NULAPEIRON
AD 3422
Scarlet
banners. Armbands on the civilians who marched in rows through the boulevards
and gallerias, their febrile manic excitement washing through the air, bouncing
back from stone walls which had seen everything over the passing centuries.
Soldiers were everywhere.
In the quieter residential
tunnels, there were people who turned away from Tom as he passed by, not
wanting to lock gazes. They were the rationalists, the scared ones who could
not openly share their fear.
It was the first day of Phoenix
Year, and the community was giving birth to itself in a new guise, with new
loyalties. The occupation had continued for long enough. Something in the
cultural psyche had given way with the passing of the old year, and acceptance
of the new order (with the over-enthusiasm of new converts) pushed its
insistent way through every corridor, inserted its self-serving images into
every family and social group.
And blocked out memories of
deportation: the disappearance of former neighbours and friends enveloped now
by an overarching wave of desperate optimism.
At the first checkpoint, an
officer had insisted on chatting in Lintran, and Tom had made it through the
interrogation-by-gossip, careful not to over-use his memorized trivia of that region.
But he had been sweating heavily by the conversation’s end.

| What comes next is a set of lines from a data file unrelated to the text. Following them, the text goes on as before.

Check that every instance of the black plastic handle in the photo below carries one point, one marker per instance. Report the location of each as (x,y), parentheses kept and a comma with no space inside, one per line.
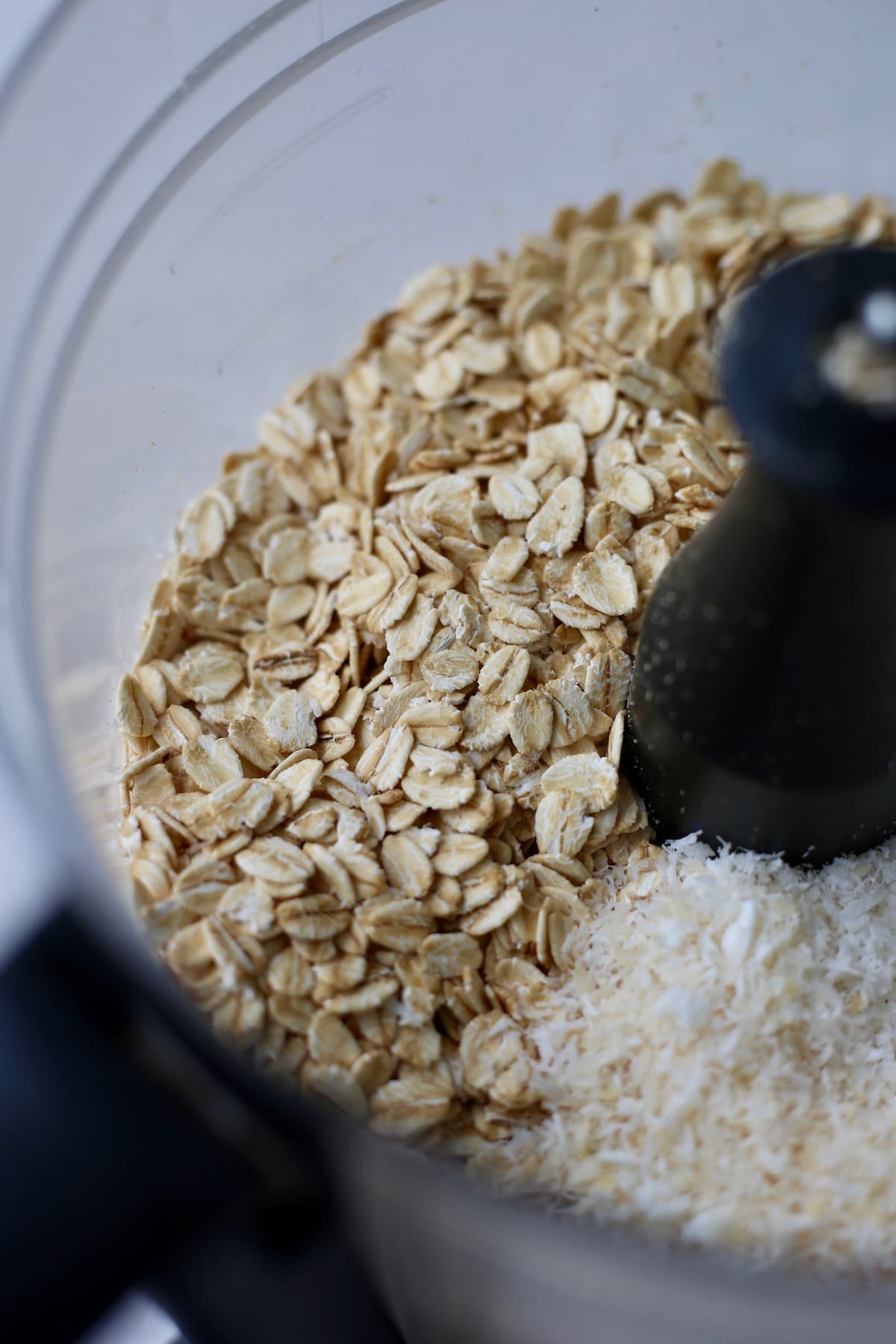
(128,1157)
(102,1169)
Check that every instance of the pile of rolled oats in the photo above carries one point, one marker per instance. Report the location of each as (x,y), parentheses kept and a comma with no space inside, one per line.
(375,726)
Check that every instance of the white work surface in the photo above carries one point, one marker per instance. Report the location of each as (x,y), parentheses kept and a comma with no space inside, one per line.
(136,1322)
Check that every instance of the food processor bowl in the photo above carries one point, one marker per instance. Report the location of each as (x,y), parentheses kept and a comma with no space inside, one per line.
(206,198)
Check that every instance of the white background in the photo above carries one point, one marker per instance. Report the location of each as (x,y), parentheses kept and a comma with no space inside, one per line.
(136,1322)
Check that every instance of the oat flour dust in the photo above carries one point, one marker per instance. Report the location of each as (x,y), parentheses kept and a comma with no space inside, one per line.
(373,804)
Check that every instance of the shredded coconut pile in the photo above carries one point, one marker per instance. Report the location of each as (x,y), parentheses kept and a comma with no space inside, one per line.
(719,1061)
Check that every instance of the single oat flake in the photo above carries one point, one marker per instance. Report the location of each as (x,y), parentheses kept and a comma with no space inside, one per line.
(374,811)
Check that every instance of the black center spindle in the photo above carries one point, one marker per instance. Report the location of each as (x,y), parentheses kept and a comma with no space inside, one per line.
(763,700)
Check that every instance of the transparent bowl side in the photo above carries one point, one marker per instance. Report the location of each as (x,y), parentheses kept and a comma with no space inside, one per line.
(273,178)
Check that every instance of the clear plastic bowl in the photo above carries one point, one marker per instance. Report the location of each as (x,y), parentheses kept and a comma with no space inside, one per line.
(205,198)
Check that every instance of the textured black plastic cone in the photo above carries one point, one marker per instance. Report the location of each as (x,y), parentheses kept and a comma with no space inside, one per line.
(763,700)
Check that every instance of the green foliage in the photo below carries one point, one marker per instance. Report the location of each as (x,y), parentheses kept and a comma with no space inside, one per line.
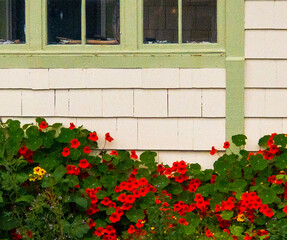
(54,195)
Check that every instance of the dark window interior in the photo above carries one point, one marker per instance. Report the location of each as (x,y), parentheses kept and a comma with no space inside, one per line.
(199,22)
(102,21)
(12,21)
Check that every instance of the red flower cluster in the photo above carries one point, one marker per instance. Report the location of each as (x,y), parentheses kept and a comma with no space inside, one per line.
(212,181)
(209,234)
(193,185)
(108,137)
(84,163)
(272,179)
(66,152)
(201,204)
(92,195)
(26,153)
(108,233)
(213,150)
(73,170)
(43,125)
(183,208)
(75,143)
(268,212)
(93,136)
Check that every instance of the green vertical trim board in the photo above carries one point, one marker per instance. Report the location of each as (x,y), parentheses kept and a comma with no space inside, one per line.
(234,68)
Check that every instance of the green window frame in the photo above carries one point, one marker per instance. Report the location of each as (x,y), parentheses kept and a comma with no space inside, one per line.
(130,53)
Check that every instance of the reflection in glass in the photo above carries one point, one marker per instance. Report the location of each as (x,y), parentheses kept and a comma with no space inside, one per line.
(12,21)
(160,21)
(103,21)
(199,21)
(64,21)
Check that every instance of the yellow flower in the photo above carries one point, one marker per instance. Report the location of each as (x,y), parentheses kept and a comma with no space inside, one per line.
(32,178)
(240,218)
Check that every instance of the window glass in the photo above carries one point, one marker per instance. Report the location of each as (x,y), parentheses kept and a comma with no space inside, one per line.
(12,21)
(160,21)
(64,21)
(103,21)
(199,21)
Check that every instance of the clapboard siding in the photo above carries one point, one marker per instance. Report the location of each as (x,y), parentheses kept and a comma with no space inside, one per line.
(265,69)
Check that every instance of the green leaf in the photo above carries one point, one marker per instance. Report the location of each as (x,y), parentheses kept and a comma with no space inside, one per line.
(32,131)
(8,223)
(21,177)
(80,201)
(14,125)
(109,180)
(2,135)
(34,142)
(72,180)
(226,215)
(267,195)
(75,154)
(25,198)
(66,135)
(60,172)
(160,182)
(257,162)
(236,230)
(239,140)
(48,139)
(135,214)
(91,182)
(238,185)
(176,188)
(281,161)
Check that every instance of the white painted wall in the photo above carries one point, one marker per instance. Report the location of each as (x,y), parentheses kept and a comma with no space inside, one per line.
(180,113)
(265,69)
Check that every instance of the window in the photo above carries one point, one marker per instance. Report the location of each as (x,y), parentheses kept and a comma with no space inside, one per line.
(89,33)
(101,22)
(12,21)
(196,20)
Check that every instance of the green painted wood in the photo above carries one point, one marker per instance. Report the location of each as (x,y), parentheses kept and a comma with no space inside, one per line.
(234,68)
(71,60)
(159,55)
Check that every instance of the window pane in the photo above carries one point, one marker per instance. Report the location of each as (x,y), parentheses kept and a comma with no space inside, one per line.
(12,21)
(64,21)
(103,21)
(160,21)
(199,21)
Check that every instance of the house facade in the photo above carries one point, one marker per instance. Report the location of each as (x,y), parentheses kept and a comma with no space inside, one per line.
(173,76)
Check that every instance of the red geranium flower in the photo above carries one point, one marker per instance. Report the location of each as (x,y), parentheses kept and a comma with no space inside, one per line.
(133,154)
(84,163)
(29,234)
(75,143)
(72,126)
(114,153)
(213,150)
(93,136)
(108,137)
(66,152)
(43,125)
(87,150)
(226,145)
(131,229)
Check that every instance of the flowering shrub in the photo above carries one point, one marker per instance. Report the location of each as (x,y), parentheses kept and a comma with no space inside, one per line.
(56,184)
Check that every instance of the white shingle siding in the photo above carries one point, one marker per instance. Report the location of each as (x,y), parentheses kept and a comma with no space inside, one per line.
(265,69)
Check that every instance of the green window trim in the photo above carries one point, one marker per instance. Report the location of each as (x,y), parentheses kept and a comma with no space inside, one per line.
(131,53)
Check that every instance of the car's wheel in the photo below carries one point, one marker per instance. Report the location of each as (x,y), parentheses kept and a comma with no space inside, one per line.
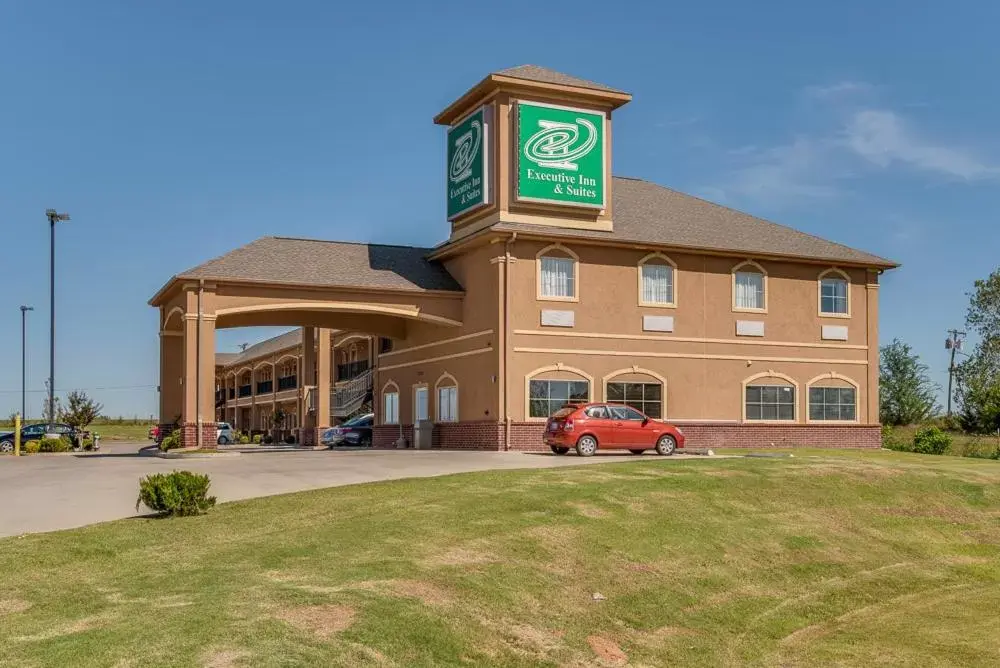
(666,445)
(586,446)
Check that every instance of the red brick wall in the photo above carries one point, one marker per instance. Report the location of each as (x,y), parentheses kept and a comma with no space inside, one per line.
(527,436)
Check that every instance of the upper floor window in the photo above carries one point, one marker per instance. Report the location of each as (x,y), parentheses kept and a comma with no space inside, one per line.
(558,274)
(749,287)
(834,293)
(656,281)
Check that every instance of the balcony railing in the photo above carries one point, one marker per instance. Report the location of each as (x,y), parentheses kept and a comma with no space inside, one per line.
(351,370)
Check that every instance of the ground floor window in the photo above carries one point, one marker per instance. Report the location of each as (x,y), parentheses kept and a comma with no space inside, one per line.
(832,403)
(447,404)
(770,402)
(644,397)
(548,396)
(390,408)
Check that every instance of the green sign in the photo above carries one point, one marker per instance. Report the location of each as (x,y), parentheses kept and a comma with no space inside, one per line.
(468,171)
(560,155)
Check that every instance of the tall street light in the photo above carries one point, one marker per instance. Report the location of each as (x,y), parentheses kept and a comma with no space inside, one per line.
(54,218)
(24,365)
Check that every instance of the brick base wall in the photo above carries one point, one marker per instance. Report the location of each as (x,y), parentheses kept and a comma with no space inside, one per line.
(527,436)
(189,435)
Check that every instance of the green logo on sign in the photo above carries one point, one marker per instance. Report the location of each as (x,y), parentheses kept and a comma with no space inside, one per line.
(560,155)
(467,168)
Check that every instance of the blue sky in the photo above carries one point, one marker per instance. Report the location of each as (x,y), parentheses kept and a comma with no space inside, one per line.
(870,123)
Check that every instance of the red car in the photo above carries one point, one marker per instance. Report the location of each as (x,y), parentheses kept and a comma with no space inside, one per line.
(587,427)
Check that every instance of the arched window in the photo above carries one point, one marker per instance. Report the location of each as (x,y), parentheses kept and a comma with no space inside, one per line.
(552,387)
(770,397)
(834,294)
(558,271)
(446,391)
(749,287)
(657,281)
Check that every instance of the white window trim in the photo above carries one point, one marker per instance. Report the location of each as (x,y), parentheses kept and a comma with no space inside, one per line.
(658,258)
(767,298)
(770,374)
(833,375)
(832,271)
(563,253)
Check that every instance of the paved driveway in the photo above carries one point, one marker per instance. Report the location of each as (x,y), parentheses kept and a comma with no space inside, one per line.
(45,493)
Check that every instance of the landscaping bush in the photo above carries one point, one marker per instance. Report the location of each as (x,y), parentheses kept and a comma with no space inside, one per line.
(171,441)
(180,493)
(892,440)
(54,445)
(931,441)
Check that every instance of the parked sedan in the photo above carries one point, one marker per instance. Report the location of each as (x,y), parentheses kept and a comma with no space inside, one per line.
(587,427)
(34,432)
(356,431)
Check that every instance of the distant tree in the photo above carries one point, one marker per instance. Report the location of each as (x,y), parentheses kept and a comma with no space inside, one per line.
(81,410)
(977,379)
(907,394)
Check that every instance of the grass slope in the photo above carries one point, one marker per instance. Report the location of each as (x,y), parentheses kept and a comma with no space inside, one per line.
(840,558)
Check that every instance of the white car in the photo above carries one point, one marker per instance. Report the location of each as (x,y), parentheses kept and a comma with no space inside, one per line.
(224,434)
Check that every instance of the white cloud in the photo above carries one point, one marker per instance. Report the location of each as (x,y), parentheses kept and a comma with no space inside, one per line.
(882,138)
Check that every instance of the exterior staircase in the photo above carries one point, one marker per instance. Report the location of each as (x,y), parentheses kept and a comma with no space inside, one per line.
(349,396)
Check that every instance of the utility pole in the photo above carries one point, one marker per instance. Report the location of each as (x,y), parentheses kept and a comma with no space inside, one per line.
(954,344)
(54,218)
(24,361)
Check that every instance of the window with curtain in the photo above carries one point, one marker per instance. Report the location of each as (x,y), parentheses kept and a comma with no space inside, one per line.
(390,408)
(420,404)
(833,296)
(832,403)
(657,283)
(644,397)
(448,404)
(749,290)
(548,396)
(770,402)
(558,279)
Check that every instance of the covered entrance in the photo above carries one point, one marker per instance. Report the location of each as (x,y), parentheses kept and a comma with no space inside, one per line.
(389,291)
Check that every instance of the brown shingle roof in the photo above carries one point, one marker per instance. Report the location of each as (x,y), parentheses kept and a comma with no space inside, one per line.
(265,347)
(645,212)
(545,75)
(329,263)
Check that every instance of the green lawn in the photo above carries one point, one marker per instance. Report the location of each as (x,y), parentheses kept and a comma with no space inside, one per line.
(837,558)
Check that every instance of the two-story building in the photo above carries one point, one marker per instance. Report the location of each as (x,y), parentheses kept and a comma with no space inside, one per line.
(558,282)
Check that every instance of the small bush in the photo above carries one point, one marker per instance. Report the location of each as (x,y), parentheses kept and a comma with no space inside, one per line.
(54,445)
(171,441)
(931,441)
(179,494)
(892,440)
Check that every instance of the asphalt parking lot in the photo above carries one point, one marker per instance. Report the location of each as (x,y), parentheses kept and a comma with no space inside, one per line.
(46,493)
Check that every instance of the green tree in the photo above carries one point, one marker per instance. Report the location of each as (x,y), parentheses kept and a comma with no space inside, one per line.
(977,379)
(907,394)
(81,410)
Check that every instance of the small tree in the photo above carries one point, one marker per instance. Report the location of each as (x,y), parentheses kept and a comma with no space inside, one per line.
(907,394)
(81,410)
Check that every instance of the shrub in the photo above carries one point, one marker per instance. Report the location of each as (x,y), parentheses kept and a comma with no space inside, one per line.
(891,440)
(180,493)
(931,441)
(171,441)
(60,444)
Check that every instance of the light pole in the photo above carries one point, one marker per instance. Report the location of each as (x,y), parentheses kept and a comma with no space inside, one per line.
(24,360)
(54,218)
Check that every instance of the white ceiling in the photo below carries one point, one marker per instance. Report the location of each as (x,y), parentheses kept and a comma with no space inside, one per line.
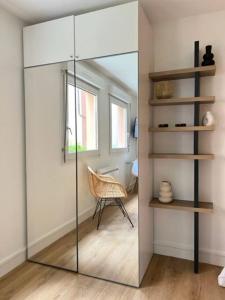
(158,10)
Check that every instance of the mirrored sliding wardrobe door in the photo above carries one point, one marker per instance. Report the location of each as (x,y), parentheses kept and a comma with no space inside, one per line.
(107,139)
(51,167)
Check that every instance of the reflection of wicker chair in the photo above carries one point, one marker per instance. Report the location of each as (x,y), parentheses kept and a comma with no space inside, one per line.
(106,189)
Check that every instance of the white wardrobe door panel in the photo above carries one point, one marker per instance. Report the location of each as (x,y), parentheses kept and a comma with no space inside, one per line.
(49,42)
(107,32)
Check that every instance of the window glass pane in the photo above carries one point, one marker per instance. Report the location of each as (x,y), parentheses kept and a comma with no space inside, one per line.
(118,126)
(87,125)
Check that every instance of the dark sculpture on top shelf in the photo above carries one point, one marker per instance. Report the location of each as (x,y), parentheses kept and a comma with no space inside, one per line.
(208,57)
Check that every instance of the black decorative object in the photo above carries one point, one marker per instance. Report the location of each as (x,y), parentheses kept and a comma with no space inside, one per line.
(181,125)
(163,125)
(208,57)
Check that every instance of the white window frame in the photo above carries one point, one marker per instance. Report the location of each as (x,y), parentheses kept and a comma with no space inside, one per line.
(118,101)
(88,87)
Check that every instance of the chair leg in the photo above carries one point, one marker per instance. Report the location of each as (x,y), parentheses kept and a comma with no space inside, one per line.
(125,211)
(120,207)
(96,209)
(100,212)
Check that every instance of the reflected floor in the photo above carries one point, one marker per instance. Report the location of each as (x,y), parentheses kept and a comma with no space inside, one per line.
(110,252)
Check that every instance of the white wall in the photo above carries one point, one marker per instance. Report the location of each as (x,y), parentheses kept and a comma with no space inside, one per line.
(174,48)
(12,199)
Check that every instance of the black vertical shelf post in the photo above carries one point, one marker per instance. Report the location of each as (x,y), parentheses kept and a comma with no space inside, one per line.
(196,162)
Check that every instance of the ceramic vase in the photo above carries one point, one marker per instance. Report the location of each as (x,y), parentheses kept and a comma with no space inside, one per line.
(165,192)
(208,119)
(164,89)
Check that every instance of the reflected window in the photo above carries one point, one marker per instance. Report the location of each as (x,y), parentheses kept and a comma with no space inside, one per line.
(119,121)
(87,118)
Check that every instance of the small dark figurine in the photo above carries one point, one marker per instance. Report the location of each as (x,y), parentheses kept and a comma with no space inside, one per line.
(208,57)
(181,125)
(163,125)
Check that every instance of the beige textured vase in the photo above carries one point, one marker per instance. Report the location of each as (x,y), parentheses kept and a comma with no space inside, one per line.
(164,89)
(165,192)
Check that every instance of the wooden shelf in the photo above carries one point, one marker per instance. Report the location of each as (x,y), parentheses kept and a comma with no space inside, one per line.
(204,207)
(182,73)
(181,129)
(181,101)
(182,156)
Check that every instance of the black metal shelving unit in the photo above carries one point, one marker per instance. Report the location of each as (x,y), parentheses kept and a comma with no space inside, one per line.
(196,162)
(196,72)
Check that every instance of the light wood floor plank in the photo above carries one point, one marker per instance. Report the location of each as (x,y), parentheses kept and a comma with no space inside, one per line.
(166,278)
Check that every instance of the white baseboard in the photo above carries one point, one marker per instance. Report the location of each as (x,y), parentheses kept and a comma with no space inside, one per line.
(17,258)
(12,261)
(209,256)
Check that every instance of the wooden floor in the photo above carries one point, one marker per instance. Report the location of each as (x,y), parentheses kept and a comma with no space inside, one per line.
(167,278)
(110,252)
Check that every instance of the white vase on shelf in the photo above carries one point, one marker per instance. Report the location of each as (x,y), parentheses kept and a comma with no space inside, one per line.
(165,192)
(208,119)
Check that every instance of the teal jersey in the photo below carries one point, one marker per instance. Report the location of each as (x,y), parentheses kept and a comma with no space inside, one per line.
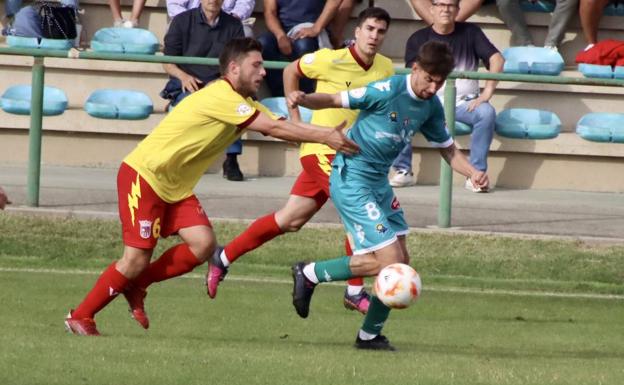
(390,115)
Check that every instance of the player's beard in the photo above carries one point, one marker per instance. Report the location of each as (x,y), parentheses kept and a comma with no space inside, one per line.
(248,88)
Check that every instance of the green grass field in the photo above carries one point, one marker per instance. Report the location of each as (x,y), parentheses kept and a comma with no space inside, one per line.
(493,311)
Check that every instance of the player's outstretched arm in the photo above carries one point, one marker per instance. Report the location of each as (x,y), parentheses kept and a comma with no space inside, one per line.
(302,132)
(315,101)
(291,84)
(458,162)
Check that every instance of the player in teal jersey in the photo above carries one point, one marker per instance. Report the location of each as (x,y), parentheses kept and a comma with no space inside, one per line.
(391,112)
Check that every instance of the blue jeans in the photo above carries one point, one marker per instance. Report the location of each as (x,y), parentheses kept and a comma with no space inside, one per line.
(234,148)
(482,120)
(27,23)
(12,6)
(270,51)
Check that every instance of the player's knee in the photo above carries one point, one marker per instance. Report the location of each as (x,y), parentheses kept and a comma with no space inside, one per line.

Finally, a waiter-servitor showed
him to an expensive restaurant table, on a semicircular grey balcony which
overlooked a wide passageway below. Bronze glowclusters floated near the
silver-decorated ceiling.
Tom took the chair nearest to the
railing, so that he could watch the expected parade pass by. The waiter
complimented him on his choice, and waved a command at the table.
Menu-tricons floated
meaninglessly before Tom.
The waiter leaned close.
‘Phase One complete. We’ve just
had word.’
Tom picked a dish at random.
And,
as he brought the silver carafe—‘A nice gripplewine, sir?’—another whispered
update:
‘Phase Two. They’re in.’
Tom nodded his thanks.
Tom
pushed food around on the plate with his tine-spoon, watching his fellow diners—there
were occupation officers among them, and willing dining partners to share their
jokes and bonhomie—and, occasionally, looking down, over the balustrade, at the
crowd which swelled below the balcony. A tunnel party had expanded into the main
broadway, and the laughter was both coarser and more genuine than the brittle
affectations up here in the restaurant.
Tyentro’s team had set up
tight-beam comms along an old service tunnel. In places, it was scarcely wide
enough for maint-drones to pass along; it seemed safe enough from
eavesdropping. The control end was here, behind an access panel in the kitchen;
for now, Tom preferred to maintain his merchant-trader cover and stay outside,
pretending to eat alone, while two agents among the kitchen staff listened
carefully.
By now, in any case, Tyentro and
Velsivith would be out of contact.
Tyentro’s lieutenant, Stilvan,
was manning the comms at the other end. He would have watched them using
cling-gloves and slippers—formed of gekkomere, covered with fine, invisible
fractal hairs, like arachnargoi tendril pads—to crawl along the outside of the
catenary walkways, until they reached workers’ entrances (as revealed by Yano)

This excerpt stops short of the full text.